Pièce n°1851
Écrite par Lev
Explorée par Alden
— Monsieur ? Monsieur ?
Je suis pieds nus, et le sol est froid. C’est la première sensation qui me traverse l’esprit alors que je reviens à moi.
— Monsieur ? Vous allez bien ?
Devant moi, une femme me toise, l’air pincé, les mains posées sur ses hanches. Tirée à quatre épingles, elle porte un ensemble noir impeccable et de très hauts escarpins, noirs eux aussi. Elle se tient à distance et a élevé la voix, plus fort qu’il n’eût été nécessaire, pour m’adresser la parole.
Je cligne des yeux. J’ai l’impression que je viens de sortir la tête de l’eau. Je ne sais pas où j’étais un instant auparavant, mais je suis certain que ce n’était pas ici.
Je me trouve dans un endroit que je ne reconnais pas, un vaste hall lumineux au sol brillant. Au-dessus de ma tête, une imposante coupole de vitraux peints, ornée de motifs floraux en fer forgé, surmonte la pièce. Elle est coiffée d’une lanterne métallique qui jette une lumière dorée sur les balustrades des étages supérieurs.
Au rez-de-chaussée, le hall est quadrillé de larges comptoirs et de vitrines rutilantes. Et, disposés avec soin sur les comptoirs, soieries, popeline et passementerie, tulles et paillettes et rubans en taffetas. Des mannequins de vitrine aux formes élancées, installés dans les rayons, sont vêtus de grands manteaux de velours, de dentelles frissonnantes, de jupes en satin plissé, de fourrures et de cachemires et de laines éclatantes de couleur. Autour de tout cela, un flot ininterrompu de clients naviguant habilement entre les étalages, un bourdonnement assourdissant de voix, de transactions marchandes, de tringles soulevées et reposées, de rires élégants, du claquement des talons sur les dalles.
J’ai très mal à la tête, une douleur si aiguë que j’ai l’impression que mon crâne va imploser, que j’en ai presque le souffle coupé. Les lumières et les sons me pénètrent comme des milliers d’aiguilles chauffées à blanc.
— Monsieur, je regrette, mais vous ne pouvez pas rester là.
Je me redresse. La femme se trouve entre moi et un monumental escalier à double révolution, orné de ferronneries élégantes qui rappellent les motifs de la coupole. Elle s’est avancée, non sans hésitation.
Un attroupement s’est formé autour de nous. Je décèle, dans les regards posés sur moi, un troublant mélange de pitié et de répulsion. J’ai envie de me laisser tomber au sol et de me recroqueviller sur moi-même, la tête dans mes genoux, de ne plus jamais bouger.
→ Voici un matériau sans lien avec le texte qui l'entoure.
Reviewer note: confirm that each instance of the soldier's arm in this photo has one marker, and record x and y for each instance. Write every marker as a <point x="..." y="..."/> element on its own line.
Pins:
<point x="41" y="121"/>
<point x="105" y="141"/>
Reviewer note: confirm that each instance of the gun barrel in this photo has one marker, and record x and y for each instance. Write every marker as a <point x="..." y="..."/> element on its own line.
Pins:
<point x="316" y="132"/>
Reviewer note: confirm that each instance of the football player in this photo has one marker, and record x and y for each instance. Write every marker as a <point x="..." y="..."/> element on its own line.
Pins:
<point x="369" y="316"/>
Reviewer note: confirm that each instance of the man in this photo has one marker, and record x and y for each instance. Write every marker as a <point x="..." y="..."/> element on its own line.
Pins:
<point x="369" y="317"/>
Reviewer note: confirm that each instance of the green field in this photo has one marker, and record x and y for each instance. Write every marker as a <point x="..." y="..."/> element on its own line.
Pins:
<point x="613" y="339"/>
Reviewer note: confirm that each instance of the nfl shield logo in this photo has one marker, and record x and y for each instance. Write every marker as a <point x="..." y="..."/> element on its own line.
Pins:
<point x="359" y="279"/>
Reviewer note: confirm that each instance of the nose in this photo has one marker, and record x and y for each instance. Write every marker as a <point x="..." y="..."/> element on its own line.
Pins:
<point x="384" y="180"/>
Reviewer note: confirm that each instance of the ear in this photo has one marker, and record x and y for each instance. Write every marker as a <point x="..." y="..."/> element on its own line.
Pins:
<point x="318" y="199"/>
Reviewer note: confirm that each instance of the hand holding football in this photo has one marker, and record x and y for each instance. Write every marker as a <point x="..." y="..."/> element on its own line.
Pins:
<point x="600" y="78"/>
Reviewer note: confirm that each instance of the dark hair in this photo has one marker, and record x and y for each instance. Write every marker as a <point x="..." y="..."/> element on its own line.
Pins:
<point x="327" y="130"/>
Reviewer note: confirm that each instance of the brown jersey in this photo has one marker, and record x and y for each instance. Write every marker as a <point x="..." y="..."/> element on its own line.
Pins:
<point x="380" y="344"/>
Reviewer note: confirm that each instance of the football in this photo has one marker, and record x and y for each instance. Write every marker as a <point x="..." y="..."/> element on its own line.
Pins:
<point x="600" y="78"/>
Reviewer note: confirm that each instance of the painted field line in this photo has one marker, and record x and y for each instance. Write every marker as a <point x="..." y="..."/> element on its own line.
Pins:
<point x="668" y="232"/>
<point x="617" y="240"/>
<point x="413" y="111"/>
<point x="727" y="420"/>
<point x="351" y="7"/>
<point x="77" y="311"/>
La réflexion la plus sommaire me demande un effort considérable. Je ne sais pas ce que je fais là. J’aimerais partir. Il me semble que j’ai pleuré : mes joues sont humides de larmes.
La femme, de plus en plus embêtée, semble attendre une réponse de ma part. Désorienté, abruti par la douleur, je fais un pas saccadé en sa direction, ce qui la fait esquisser un mouvement de recul. Je n’ai pas fait un mètre qu’on m’empoigne par le bras et on me tire sèchement en arrière.
— Il va falloir nous suivre, maintenant.
L’homme qui m’a saisi le bras gauche est rapidement rejoint par un autre, qui attrape mon bras droit. Tous deux portent un uniforme sombre, orné, au niveau de la poitrine, d’un badge métallique que je n’arrive pas à identifier.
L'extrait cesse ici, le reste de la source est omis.